The effective amount of an immunotherapeutic agent can be determined by one of ordinary skill in the art and includes exemplary dosage amounts for a mammal of from about 0.5 to about 200 mg/kg of body weight of active compound per day, which can be administered in a single dose or in the form of individual divided doses, such as from 1 to 4 times per day. Alternatively, the dosage amount can be from about 0.5 to about 150 mg/kg of body weight of active compound per day, about 0.5 to 100 mg/kg of body weight of active compound per day, about 0.5 to about 75 mg/kg of body weight of active compound per day, about 0.5 to about 50 mg/kg of body weight of active compound per day, about 0.5 to about 25 mg/kg of body weight of active compound per day, about 1 to about 20 mg/kg of body weight of active compound per day, about 1 to about 10 mg/kg of body weight of active compound per day, about 20 mg/kg of body weight of active compound per day, about 10 mg/kg of body weight of active compound per day, about 5 mg/kg of body weight, about 3 mg/kg of body weight, or about 2.5 mg/kg of body weight of active compound per day. Other factors that influence dosage can include, e.g., other medical disorders concurrently or previously affecting the subject, the general health of the subject, the genetic disposition of the subject, diet, time of administration, rate of excretion, drug combination, and any other additional therapeutics that are administered to the subject. It should also be understood that a specific dosage and treatment regimen for any particular subject also depends upon the judgment of the treating medical practitioner. A therapeutically effective amount is also one in which any toxic or detrimental effects of the composition are outweighed by the therapeutically beneficial effects.
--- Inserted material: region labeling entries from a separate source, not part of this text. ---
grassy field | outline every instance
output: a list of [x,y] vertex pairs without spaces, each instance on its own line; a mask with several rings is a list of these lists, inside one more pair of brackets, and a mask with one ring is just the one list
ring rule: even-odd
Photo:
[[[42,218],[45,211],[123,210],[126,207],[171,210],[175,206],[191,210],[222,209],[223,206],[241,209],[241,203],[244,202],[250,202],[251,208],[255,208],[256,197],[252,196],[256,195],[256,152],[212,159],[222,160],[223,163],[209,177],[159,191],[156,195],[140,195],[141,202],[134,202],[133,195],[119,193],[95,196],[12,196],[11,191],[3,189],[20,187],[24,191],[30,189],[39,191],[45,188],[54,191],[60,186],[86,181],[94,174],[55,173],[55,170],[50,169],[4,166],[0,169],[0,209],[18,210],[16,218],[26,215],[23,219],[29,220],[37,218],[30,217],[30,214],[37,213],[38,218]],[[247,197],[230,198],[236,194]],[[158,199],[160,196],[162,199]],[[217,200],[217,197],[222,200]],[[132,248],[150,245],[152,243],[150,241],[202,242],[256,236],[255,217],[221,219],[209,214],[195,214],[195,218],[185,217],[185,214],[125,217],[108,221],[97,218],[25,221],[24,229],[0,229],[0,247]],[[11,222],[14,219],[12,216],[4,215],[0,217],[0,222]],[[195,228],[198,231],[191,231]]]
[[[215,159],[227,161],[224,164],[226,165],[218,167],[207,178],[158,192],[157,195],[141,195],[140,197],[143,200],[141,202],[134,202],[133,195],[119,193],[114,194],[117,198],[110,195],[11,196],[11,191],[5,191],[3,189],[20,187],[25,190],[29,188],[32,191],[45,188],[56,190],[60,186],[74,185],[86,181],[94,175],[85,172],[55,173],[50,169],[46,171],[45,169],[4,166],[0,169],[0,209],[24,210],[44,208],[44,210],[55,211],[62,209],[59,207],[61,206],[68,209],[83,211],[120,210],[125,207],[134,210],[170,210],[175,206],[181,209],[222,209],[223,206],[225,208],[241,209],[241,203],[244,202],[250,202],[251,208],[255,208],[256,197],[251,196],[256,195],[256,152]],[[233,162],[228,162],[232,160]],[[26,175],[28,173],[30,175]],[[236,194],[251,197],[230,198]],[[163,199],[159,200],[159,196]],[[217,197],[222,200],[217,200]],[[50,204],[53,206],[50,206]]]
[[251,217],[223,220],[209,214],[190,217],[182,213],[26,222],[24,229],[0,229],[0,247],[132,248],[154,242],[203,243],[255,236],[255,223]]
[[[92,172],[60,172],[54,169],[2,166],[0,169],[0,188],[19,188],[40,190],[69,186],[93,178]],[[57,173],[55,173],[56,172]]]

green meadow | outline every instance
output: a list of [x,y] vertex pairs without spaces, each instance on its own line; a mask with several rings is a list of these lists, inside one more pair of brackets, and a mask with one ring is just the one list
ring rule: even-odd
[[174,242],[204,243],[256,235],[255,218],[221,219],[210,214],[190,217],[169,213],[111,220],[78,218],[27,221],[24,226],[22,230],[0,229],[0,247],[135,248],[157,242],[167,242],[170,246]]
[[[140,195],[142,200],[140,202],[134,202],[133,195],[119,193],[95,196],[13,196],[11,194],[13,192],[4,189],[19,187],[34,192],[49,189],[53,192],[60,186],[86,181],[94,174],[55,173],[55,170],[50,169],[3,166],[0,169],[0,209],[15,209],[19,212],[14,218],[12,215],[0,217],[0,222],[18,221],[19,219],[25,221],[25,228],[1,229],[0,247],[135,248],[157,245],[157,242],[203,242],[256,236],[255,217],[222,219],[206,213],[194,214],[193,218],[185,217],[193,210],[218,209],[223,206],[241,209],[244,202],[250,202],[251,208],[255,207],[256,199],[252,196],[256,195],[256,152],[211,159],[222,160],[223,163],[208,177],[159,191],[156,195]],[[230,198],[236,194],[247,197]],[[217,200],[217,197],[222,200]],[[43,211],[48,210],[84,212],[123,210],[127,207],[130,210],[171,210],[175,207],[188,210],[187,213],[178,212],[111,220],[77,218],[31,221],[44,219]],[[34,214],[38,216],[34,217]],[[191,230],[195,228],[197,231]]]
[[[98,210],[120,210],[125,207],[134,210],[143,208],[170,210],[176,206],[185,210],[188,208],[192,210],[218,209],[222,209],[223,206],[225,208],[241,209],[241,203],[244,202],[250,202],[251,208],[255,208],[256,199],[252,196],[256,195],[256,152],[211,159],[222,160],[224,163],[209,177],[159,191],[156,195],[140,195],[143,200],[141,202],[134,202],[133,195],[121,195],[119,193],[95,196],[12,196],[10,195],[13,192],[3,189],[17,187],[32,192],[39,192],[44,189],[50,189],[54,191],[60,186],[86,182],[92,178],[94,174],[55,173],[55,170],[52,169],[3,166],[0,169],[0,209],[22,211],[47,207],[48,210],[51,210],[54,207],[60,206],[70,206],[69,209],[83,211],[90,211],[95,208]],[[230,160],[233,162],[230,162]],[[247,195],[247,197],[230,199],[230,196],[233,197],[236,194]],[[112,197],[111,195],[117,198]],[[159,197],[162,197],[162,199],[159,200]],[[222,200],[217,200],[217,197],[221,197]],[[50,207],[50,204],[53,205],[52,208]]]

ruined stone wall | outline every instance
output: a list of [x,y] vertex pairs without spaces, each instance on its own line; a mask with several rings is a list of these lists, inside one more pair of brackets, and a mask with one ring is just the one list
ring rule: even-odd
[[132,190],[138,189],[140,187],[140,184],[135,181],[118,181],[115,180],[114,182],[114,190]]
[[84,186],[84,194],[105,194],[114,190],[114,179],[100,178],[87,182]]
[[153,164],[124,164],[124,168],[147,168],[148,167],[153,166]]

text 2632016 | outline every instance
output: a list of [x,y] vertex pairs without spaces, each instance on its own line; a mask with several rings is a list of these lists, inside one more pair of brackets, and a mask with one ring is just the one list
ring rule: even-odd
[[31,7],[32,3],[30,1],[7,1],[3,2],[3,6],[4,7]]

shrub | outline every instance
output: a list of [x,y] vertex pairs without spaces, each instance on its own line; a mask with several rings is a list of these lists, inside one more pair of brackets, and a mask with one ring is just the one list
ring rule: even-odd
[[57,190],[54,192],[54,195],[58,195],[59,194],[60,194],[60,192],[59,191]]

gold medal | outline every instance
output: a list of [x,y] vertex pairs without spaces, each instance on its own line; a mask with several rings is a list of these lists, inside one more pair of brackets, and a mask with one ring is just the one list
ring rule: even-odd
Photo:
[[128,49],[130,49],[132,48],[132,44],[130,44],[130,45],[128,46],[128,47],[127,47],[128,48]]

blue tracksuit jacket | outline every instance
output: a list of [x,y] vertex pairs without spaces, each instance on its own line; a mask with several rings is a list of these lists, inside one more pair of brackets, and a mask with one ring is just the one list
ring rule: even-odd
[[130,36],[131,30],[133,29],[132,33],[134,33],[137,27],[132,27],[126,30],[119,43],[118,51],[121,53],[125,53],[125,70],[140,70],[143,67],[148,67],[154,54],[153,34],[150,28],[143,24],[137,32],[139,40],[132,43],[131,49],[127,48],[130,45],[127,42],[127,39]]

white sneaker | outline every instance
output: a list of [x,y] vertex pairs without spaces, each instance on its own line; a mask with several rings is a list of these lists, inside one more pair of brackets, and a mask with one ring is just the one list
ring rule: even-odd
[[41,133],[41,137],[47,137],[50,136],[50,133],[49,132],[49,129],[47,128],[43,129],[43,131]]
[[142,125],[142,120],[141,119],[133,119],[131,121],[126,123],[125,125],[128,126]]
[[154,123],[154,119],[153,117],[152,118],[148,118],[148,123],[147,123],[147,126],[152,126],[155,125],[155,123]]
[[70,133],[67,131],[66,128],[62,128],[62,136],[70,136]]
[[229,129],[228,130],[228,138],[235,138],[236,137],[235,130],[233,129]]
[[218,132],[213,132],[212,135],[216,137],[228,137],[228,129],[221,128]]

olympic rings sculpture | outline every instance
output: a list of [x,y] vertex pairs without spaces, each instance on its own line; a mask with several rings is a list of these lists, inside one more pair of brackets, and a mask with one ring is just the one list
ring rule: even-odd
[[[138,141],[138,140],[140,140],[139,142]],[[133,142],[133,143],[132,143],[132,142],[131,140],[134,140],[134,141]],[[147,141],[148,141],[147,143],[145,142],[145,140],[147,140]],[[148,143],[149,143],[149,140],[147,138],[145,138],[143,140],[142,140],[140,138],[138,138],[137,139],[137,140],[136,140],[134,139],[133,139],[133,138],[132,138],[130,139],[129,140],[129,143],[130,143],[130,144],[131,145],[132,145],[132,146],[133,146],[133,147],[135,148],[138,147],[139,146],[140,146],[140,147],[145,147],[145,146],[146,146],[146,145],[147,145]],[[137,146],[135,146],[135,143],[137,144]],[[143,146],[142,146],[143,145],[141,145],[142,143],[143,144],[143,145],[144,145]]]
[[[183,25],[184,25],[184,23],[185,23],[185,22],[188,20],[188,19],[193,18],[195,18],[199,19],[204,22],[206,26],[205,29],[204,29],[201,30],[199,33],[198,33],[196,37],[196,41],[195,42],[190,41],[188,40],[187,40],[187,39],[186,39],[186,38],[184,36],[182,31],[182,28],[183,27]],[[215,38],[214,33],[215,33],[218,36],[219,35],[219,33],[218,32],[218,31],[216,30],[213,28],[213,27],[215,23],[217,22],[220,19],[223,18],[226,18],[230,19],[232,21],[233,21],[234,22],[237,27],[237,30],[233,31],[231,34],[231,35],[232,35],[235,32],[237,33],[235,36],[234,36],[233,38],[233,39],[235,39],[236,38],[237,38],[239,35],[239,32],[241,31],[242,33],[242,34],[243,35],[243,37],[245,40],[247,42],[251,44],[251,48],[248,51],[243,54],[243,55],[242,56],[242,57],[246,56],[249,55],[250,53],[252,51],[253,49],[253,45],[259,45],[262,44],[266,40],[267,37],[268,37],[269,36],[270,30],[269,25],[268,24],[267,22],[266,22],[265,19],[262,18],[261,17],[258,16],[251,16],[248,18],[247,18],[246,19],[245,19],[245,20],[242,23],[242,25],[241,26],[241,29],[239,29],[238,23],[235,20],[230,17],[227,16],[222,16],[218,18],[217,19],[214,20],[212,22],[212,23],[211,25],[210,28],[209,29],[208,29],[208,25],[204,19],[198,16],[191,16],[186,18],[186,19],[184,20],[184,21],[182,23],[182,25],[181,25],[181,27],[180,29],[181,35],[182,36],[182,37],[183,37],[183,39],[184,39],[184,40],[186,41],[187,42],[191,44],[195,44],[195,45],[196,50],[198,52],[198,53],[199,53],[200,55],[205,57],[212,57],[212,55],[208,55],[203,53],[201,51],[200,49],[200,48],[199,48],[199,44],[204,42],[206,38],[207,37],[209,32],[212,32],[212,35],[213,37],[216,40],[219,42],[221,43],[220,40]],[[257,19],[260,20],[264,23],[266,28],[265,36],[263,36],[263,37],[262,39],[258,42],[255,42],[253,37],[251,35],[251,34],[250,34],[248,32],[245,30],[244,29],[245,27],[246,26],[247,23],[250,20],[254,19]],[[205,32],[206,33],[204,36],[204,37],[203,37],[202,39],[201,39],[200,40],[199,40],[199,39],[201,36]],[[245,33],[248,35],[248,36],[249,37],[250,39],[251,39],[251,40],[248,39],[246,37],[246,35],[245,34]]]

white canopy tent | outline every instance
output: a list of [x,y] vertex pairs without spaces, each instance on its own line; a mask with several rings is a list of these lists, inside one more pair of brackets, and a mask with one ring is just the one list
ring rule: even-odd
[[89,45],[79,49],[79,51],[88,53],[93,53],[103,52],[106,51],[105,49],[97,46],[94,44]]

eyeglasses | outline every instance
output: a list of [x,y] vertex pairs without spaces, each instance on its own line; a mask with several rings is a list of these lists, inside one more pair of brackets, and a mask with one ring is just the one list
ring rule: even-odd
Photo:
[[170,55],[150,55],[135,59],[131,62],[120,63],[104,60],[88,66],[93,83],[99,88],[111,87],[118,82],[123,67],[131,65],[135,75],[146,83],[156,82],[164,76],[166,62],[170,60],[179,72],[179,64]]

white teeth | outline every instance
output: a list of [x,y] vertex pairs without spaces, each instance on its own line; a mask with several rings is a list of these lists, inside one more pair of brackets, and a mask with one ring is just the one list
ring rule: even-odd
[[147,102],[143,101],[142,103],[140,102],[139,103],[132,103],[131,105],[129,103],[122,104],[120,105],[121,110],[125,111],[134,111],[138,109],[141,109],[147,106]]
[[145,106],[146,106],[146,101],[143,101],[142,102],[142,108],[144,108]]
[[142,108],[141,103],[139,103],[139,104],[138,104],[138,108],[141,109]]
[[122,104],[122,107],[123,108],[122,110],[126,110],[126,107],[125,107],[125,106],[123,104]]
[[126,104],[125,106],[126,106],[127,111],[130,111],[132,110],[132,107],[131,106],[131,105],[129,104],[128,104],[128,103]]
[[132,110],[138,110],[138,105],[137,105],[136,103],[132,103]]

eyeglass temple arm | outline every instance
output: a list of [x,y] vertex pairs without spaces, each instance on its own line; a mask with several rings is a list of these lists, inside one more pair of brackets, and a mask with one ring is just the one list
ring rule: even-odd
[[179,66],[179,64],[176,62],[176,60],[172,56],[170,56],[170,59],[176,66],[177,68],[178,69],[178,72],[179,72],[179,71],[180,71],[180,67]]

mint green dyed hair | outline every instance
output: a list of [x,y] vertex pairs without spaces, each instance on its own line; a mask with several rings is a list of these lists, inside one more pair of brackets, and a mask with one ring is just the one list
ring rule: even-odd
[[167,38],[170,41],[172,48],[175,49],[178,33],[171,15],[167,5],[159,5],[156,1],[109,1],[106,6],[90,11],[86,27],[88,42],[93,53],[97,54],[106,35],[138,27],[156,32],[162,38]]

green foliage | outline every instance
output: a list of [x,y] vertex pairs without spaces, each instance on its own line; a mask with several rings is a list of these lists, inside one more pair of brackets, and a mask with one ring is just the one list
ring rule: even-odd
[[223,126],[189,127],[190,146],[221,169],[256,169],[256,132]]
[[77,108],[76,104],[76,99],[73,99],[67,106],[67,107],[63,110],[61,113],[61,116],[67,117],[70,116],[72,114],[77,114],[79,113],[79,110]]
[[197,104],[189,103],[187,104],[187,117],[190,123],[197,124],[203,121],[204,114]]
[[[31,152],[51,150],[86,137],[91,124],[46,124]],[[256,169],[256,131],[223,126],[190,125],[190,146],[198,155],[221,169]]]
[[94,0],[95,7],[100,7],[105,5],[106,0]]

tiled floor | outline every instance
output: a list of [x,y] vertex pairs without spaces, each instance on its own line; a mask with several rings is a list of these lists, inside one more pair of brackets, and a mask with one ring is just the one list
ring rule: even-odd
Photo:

As used herein, administering or administration refers to the act of introducing, injecting or otherwise physically delivering a substance as it exists outside the body (e.g. an immunotherapeutic agent) into a subject, such as by mucosal, intradermal, intravenous, intratumoral, intramuscular, intrarectal, oral, subcutaneous delivery and/or any other method of physical delivery described herein or known in the art. When a disease, or a symptom thereof, is being treated, administration of the substance typically occurs after the onset of the disease or symptoms thereof.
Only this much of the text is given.